At present (2010), details have not yet been published on the proposed World Bank–financed River Congo dam, which is to be three times larger than Three Gorges. The health of the tropical rain forest is closely dependent on this main river system. If it is emasculated by a gigantic dam, the whole of central Africa will suffer irremediably.

The prevailing methods of hydroelectric power generation destroy the water, which is thrust down cylindrical pipes under enormous pressure. Upon leaving these, it is smashed to smithereens against steel turbine blades. The physical structure of the water is literally demolished and all the dissolved oxygen, and even some of the oxygen in the water molecule itself, is centrifuged out of the water.

This fragmented and largely oxygen-deficient water, a virtual skeleton of healthy water by the time it is forcibly expelled into the river, has disastrous consequences for fish and other aquatic life. Inevitably, certain species of fish disappear once these power stations are commissioned, and other forms of life survive with difficulty.

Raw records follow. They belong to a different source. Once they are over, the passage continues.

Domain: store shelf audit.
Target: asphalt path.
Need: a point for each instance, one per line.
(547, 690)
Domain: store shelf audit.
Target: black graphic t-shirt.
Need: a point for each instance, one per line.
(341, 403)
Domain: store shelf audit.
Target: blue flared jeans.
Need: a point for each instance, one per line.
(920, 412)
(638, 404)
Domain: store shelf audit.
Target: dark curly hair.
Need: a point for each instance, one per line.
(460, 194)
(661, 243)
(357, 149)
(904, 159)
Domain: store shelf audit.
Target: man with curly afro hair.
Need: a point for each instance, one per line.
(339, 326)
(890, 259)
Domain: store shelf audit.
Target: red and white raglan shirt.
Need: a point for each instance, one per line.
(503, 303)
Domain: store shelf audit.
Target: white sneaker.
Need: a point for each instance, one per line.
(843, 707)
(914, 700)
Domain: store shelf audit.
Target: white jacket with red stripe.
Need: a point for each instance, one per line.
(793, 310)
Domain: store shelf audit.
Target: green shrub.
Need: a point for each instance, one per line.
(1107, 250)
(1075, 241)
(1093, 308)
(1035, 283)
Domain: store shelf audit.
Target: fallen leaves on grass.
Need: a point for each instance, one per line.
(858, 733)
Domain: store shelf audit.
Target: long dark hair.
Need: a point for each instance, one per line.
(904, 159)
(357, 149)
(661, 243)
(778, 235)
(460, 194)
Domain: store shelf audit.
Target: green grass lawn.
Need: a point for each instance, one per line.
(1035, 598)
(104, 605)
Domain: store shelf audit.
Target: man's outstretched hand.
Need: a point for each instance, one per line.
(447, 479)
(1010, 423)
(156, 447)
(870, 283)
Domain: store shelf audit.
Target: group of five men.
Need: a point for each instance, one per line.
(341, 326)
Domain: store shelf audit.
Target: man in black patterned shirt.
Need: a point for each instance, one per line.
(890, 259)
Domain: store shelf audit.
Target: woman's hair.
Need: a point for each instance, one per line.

Smaller scale and microhydro are more environmentally friendly.2 Some have even installed fish ladders so that the energy created by the stream that nourishes the valley is not completely destroyed. Schauberger and others produced plans for channeling water spirally so that its energy is not damaged by the generators.

The water that springs from the mountains is the blood that keeps those same mountains living and is the vein that is formed within and across them.